Bogus readings on concurrent access to hwmon sysfs files (Corsair HX1000i) #1

Closed intelfx closed 4 years ago

intelfx commented 4 years ago

First, thank you for this driver! There's nothing more satisfying than buying a piece of known Windows-only hardware and discovering that somebody has already REd and wrote a driver for that :)

The problem I've discovered is that when you try to read the hwmon sysfs files concurrently from more than one place, they will return completely bogus readings:

# sensors
corsairpsu-hid-3-1
Adapter: HID adapter
voltage supply:   3.33 V
voltage 12v:     48.50 V
voltage 5v:     134.00 V
voltage 3.3v:   106.00 V
fan rpm:           0 RPM
temp1:           +27.0°C
temp2:            +2.0°C
power total:      2.50 W
power 12v:        8.75 W
power 5v:         5.44 W
power 3.3v:     875.00 mW
current 12v:      0.00 A
current 5v:     1000.00 mA
current 3.3v:     2.00 A
<...>

Reproducer is trivial: run watch -n1 sensors and watch -n0.1 sensors in two terminals and look at the first one.

Just in case this is somehow hardware dependent:

I'll be happy to provide any other information you need.

Benzhaomin commented 4 years ago

Thanks for your detailed report. There's a race condition when talking to the PSU through USB. We don't want to block waiting for a mutex so the best solution is to try to lock and return N/A if a USB command is already in flight.

intelfx commented 4 years ago

I've been meaning to write this followup, but something went wrong...

Thanks for the fix, it works. There's a thing though:

We don't want to block waiting for a mutex so the best solution is to try to lock and return N/A if a USB command is already in flight.

There is an unfortunate consequence of this approach. A commonly used s-tui does not like (==crashes) when sensors disappear from under its nose or suddenly return I/O errors, and it does not seem to be possible to prevent it from accessing a sensor even if you hide it in the UI.

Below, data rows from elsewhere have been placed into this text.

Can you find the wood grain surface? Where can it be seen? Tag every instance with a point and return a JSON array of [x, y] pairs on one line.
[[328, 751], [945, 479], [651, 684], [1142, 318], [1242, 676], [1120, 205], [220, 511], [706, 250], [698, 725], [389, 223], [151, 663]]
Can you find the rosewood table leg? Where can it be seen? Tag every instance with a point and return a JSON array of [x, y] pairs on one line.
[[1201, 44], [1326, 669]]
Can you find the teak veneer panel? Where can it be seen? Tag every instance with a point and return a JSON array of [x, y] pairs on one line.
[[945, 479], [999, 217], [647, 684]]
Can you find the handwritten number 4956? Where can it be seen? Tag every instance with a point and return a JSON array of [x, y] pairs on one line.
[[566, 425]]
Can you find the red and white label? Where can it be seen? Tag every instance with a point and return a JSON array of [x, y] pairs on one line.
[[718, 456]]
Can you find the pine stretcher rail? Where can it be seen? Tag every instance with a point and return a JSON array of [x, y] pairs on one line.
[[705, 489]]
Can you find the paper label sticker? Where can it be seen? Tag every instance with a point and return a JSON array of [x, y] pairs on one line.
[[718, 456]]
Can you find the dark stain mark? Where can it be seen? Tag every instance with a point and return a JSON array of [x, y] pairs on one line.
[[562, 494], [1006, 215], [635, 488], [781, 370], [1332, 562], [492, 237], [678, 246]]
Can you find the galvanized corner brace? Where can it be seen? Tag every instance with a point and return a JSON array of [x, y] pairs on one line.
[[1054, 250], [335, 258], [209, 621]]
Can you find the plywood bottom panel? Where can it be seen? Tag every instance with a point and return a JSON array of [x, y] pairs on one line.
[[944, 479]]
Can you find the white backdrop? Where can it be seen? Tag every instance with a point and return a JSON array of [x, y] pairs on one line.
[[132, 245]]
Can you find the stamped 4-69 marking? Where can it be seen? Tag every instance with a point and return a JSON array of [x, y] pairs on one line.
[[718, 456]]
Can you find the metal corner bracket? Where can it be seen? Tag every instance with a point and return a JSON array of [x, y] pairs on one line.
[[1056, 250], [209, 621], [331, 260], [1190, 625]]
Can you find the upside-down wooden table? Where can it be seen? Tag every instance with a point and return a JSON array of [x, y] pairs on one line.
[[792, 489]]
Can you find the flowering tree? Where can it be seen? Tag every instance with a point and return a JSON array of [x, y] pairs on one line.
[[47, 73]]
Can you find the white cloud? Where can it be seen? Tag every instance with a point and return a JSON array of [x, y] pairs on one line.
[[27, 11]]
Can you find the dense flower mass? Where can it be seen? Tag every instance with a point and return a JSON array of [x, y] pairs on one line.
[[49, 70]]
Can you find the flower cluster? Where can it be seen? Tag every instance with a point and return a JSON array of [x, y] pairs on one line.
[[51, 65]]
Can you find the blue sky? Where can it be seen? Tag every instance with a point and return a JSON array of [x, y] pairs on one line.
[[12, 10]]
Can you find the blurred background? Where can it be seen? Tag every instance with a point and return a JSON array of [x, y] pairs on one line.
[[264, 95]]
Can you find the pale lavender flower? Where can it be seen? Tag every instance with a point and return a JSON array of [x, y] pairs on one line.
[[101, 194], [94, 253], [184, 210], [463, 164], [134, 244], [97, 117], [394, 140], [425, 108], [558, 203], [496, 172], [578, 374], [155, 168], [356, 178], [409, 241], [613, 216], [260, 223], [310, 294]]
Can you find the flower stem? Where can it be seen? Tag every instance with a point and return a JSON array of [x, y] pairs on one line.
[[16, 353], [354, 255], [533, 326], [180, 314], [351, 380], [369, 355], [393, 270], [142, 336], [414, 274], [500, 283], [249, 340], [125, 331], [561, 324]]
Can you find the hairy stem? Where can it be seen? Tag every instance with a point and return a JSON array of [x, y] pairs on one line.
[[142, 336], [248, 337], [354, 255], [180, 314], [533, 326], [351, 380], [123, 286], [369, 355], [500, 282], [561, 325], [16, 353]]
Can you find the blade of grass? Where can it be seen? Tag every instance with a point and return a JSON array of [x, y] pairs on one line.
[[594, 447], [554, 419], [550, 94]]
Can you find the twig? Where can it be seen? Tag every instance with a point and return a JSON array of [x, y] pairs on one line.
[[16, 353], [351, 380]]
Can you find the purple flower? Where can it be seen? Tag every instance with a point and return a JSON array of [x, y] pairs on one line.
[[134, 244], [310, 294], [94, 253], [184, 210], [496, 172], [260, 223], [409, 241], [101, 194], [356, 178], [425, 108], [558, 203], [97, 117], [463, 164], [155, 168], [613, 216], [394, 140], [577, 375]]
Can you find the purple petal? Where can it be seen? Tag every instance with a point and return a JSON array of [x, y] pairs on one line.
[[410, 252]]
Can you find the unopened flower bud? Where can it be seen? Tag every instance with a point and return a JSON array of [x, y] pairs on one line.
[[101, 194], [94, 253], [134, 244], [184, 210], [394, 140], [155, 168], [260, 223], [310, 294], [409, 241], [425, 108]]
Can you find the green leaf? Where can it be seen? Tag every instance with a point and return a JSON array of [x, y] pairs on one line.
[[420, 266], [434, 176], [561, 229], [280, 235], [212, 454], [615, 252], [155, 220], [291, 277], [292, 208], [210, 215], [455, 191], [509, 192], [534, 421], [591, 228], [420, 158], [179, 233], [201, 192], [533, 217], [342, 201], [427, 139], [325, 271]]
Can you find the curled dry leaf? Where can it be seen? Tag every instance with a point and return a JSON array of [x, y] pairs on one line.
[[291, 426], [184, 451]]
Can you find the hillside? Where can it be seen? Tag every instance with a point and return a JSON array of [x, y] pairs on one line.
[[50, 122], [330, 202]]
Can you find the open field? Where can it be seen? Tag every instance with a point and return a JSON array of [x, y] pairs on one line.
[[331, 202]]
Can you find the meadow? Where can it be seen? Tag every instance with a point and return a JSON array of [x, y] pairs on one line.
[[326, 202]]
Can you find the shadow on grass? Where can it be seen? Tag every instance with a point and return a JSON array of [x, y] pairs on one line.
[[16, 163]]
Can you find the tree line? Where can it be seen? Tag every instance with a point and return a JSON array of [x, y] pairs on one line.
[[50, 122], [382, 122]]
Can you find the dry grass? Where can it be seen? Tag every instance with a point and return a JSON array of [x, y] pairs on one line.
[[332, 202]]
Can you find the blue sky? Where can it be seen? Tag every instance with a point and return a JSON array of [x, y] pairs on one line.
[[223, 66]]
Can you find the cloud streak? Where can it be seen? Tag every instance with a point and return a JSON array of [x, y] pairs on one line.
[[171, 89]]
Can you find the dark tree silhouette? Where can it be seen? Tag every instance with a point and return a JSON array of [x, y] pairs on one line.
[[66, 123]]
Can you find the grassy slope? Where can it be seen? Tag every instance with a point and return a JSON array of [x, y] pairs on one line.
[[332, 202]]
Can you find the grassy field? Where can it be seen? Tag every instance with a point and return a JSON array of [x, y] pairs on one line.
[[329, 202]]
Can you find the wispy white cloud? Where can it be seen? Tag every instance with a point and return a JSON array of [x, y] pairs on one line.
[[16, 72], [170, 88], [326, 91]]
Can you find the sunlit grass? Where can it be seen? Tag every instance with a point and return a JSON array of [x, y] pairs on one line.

I understand this is probably something to be properly fixed in s-tui, but, seeing as any other hwmon drivers apparently don't have such issues, how hard would it be to cache the last read values or something like that to avoid returning EINVALs? Or, rather, why is it that we don't want to block on a mutex inside the sysfs read?

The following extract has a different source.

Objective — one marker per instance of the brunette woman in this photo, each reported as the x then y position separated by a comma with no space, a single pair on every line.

Benzhaomin commented 4 years ago

how hard would it be to cache the last read values or something like that to avoid returning EINVALs?

I'll have a look, should be doable.

Or, rather, why is it that we don't want to block on a mutex inside the sysfs read?

With a short enough refresh rate or lots of concurrent reads we might end-up with calls pilling up on that lock. USB latency is pretty high in that context. I think I first tried that approach and results were all kinds of wonky.